An Ant Orgy in My Pool?
Excerpt from Valley 101: The Great Big Book of Life, a collection of Clay Thompson’s columns for The Arizona Republic. (Originally published July 28, 2001.)
Q: Recently I noticed some black puffballs or seedpods floating in the swimming pool. I tossed one on to the edge of the pool and looked at it closely, and it started moving. It was a bunch of ants hanging on to each other. When they had dispersed, there was absolutely nothing left. What was going on?
A: I guess your pleasure in having an answer depends on how you feel about other species reproducing in your swimming pool. The ants were having a bit of the old slap and tickle, so to speak.

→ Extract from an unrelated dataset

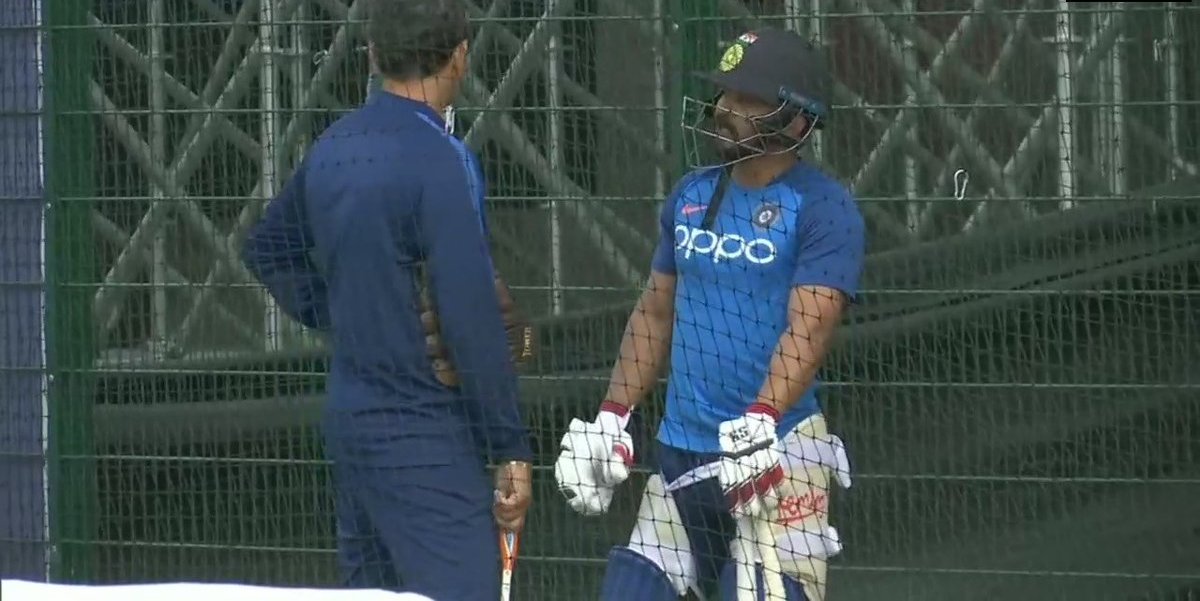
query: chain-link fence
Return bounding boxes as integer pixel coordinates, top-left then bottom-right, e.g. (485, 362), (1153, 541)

They probably were carpenter or harvester ants, although it is hard to tell without seeing them firsthand, even for such an expert as the estimable entomologist Carl Olson of the University of Arizona.

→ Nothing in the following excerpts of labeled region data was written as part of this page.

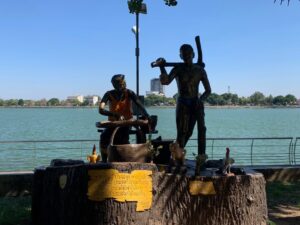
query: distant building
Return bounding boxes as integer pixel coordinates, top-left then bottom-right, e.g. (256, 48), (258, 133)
(67, 95), (84, 103)
(84, 95), (99, 105)
(150, 78), (165, 94)
(146, 78), (165, 96)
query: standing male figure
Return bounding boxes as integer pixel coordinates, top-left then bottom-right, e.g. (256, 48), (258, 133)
(156, 44), (211, 155)
(99, 74), (149, 162)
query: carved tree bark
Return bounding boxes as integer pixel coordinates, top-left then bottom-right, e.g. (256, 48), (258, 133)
(32, 163), (267, 225)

Olson is the co-author of Insects of the Southwest, which is one of my favorite books, especially if I can’t get to sleep.
I do not mean to be snarky here. It is a well-written and useful book. It is interesting enough to hold the layperson’s attention but not such a page-turner that it keeps you awake for more than a chapter or so. Plus the softcover edition won’t rap the bridge of your nose if the book pitches forward on your face after you fall asleep. I recommend it highly.
Anyway, I consulted with Olson on your question, and he said this is the time of year when a young ant’s fancy turns to procreation.
“We’re in the throes of the mating season. Sex is on the wing, if you will,” said he. “All sorts of ants are leaving the nest and flying away in clusters. What she saw was a big glob of ants, a mass of ant humanity, I suppose you could say.”
This is the deal: If you knew how to tell the boy ants from the girl ants and if you had pried that glob of ants apart one by one, you probably would have found at the center one female ant, no doubt somewhat bedraggled, surrounded by a bunch of sex-crazed male ants, all vying for her attention, assuming ants have attention. It was, in Olson’s words, “an ant orgy.”